The brothel stood amid filthy streets with trash everywhere, rotting vegetables, loud noises, shouting, and motorcycles zipping through crowds of pedestrians. After walking for a few minutes, we cut down a dirt alleyway and saw some women sitting in plastic chairs outside of wooden shacks. These were the prostitutes.
Before I went to Nicaragua with my community group, Crash, I thought that women in prostitution were prostitutes, and that was their identity. Even though God has given me a special love for women in difficult circumstances, I realized that I was incorrectly viewing them all. I thought that there was some huge difference between me and them. I live in the United States of America, and they live in a third world country. I’m married to a man on staff at a large church in the Bible Belt, and they sleep with multiple men each day to earn a living.
But you know what? We’re really not that different.

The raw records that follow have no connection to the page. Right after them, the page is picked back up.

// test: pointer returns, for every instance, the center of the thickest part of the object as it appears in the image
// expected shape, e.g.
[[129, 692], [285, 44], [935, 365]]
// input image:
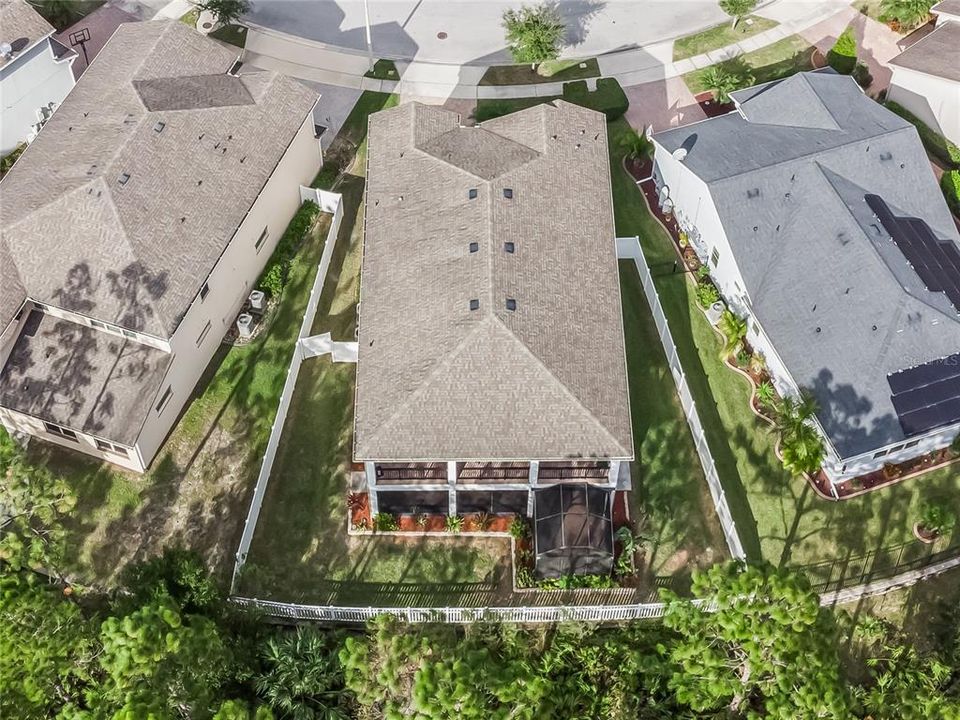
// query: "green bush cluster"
[[275, 274], [936, 144], [608, 98], [950, 184], [842, 57]]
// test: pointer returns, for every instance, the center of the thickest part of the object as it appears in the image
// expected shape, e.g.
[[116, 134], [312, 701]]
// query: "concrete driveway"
[[414, 29]]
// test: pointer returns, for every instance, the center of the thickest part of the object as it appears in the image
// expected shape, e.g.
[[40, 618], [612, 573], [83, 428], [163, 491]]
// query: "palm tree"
[[737, 8], [800, 441], [303, 677], [734, 329]]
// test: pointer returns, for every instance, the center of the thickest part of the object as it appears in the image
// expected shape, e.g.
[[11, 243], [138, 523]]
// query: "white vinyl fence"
[[629, 248], [329, 203], [556, 613]]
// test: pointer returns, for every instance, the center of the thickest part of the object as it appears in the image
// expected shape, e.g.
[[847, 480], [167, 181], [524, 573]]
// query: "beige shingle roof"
[[21, 26], [439, 381], [195, 145]]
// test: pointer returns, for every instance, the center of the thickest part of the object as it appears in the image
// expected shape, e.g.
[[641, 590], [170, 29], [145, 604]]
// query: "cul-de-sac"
[[455, 359]]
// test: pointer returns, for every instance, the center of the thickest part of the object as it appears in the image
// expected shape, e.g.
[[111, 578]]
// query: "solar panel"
[[928, 396], [936, 261]]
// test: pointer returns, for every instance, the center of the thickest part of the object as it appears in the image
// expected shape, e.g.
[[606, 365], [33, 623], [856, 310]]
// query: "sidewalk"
[[335, 66]]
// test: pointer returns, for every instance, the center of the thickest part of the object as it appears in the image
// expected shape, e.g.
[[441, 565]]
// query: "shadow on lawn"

I saw that in a woman named Joanna. Joanna was prostituting herself to put her daughter through college. I was able to share some of my story about my single mom working three jobs to help me go to college. God was gracious to allow me to have scholarships and grants and eventually a stepfather who could help carry the financial burden of college tuition.

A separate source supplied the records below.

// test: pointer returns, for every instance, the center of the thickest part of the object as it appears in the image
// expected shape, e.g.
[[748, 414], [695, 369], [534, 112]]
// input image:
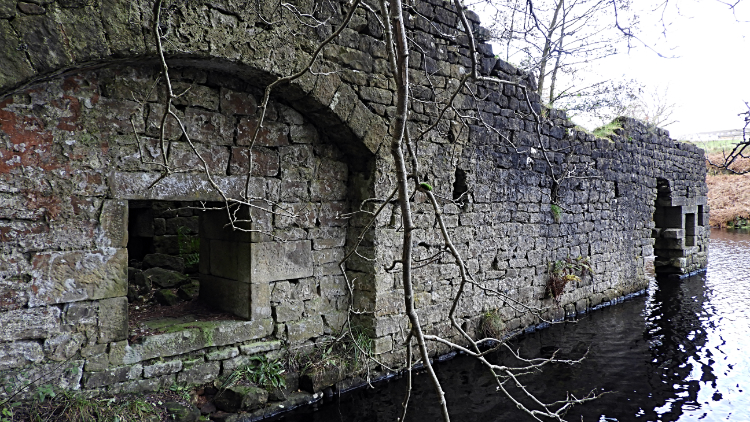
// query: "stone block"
[[168, 262], [223, 354], [34, 323], [143, 386], [114, 222], [162, 368], [288, 311], [229, 295], [382, 345], [305, 329], [209, 127], [96, 363], [73, 276], [62, 375], [111, 376], [20, 353], [320, 378], [673, 233], [260, 347], [81, 313], [229, 365], [265, 161], [183, 157], [200, 373], [166, 345], [223, 258], [164, 278], [271, 261], [113, 319], [233, 102], [63, 346], [271, 134], [237, 398], [231, 332]]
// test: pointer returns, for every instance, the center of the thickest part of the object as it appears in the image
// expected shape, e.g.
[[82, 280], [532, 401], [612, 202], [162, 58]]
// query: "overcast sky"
[[707, 69], [708, 74]]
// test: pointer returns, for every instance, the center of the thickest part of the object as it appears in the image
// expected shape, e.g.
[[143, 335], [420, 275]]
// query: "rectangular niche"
[[690, 229], [236, 267], [668, 217]]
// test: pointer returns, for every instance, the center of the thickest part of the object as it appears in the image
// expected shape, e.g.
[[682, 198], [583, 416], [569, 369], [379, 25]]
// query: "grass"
[[492, 324], [608, 130], [351, 352], [265, 373], [71, 406], [712, 147], [556, 210], [728, 199]]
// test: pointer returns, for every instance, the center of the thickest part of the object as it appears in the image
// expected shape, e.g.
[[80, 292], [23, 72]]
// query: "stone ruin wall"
[[69, 172]]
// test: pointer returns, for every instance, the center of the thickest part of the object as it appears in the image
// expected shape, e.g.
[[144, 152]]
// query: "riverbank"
[[728, 193]]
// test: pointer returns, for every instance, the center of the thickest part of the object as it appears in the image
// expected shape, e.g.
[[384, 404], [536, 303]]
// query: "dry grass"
[[740, 165], [728, 198]]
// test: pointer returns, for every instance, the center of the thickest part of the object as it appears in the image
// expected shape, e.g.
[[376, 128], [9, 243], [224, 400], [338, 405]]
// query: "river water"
[[676, 353]]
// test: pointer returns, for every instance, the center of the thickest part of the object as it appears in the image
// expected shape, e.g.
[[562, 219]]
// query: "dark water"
[[678, 353]]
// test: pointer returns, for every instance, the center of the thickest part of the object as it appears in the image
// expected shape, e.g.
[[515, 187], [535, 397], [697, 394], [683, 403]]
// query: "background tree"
[[559, 41]]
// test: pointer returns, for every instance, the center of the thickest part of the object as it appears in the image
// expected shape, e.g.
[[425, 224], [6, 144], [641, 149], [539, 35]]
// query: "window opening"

Joanna wants to provide for her daughter, and I have a mother who worked tirelessly to allow me to have a college education. This perspective bridged the gap between our stories. This woman loves her daughter and wants to be a good mother and provide for her, but prostitution is all she’s ever known. She knows how to sell her body for a living. It broke my heart that this is what she does out of love.

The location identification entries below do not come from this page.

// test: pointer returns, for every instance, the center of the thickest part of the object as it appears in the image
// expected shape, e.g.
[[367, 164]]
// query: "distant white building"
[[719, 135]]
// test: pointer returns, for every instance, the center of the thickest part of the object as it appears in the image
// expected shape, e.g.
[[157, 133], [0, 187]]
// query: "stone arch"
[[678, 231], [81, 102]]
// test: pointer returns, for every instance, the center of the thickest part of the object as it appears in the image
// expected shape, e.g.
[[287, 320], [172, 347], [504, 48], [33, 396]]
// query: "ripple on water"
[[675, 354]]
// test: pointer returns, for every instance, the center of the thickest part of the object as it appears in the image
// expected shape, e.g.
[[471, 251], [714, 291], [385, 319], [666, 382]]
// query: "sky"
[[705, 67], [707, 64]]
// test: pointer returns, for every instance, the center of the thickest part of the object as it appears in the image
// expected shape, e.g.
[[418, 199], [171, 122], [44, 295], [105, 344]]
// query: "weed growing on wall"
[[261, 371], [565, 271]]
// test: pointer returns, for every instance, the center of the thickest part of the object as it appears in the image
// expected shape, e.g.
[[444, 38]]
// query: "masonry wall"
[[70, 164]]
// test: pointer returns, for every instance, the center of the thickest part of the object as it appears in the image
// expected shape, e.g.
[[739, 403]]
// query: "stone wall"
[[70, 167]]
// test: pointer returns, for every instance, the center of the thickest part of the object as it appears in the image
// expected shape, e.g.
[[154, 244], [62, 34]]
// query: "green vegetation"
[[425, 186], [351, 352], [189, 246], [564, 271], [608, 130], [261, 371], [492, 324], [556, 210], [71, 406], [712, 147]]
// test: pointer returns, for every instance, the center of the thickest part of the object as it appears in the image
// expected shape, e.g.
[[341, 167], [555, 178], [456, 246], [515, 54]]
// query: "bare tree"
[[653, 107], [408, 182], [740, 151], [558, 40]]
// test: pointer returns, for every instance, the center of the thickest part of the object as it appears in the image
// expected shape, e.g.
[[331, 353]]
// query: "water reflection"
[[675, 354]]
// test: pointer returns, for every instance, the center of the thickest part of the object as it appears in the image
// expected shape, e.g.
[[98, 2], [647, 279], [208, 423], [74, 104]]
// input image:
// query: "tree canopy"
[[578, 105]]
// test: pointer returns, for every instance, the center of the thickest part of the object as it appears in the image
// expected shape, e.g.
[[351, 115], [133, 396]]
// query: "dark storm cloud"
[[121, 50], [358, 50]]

Now that I know the names and faces of the women in the brothels, I will not forget them. Because they are important to God; they are important to me. He allowed me to share that with them as my prayer was translated.
I saw desperation and hopelessness down there, but I also met women who went through Nueva Imagen’s year-long discipleship program and are now believers witnessing to the women in the brothels. These women don’t have much by our standards, but they know the love of Jesus and have surrendered their lives to Him. They now have hope and share it boldly.
I was challenged in my faith by women I saw at one point as prostitutes. Now they are daughters of the King -- beautifully restored by the ultimate Healer.
God revealed to me that He is international. His church is universal; not limited to Forest, Virginia.
He invites us into His plans for the world and lets us interact with people we would otherwise never meet. The same God who created the women in Nicaragua created me, and longs for us all to join together in unity as the Body of Christ and embrace this beautiful life that He has given us. Pasts and all, we are unified by the blood and righteousness of Jesus.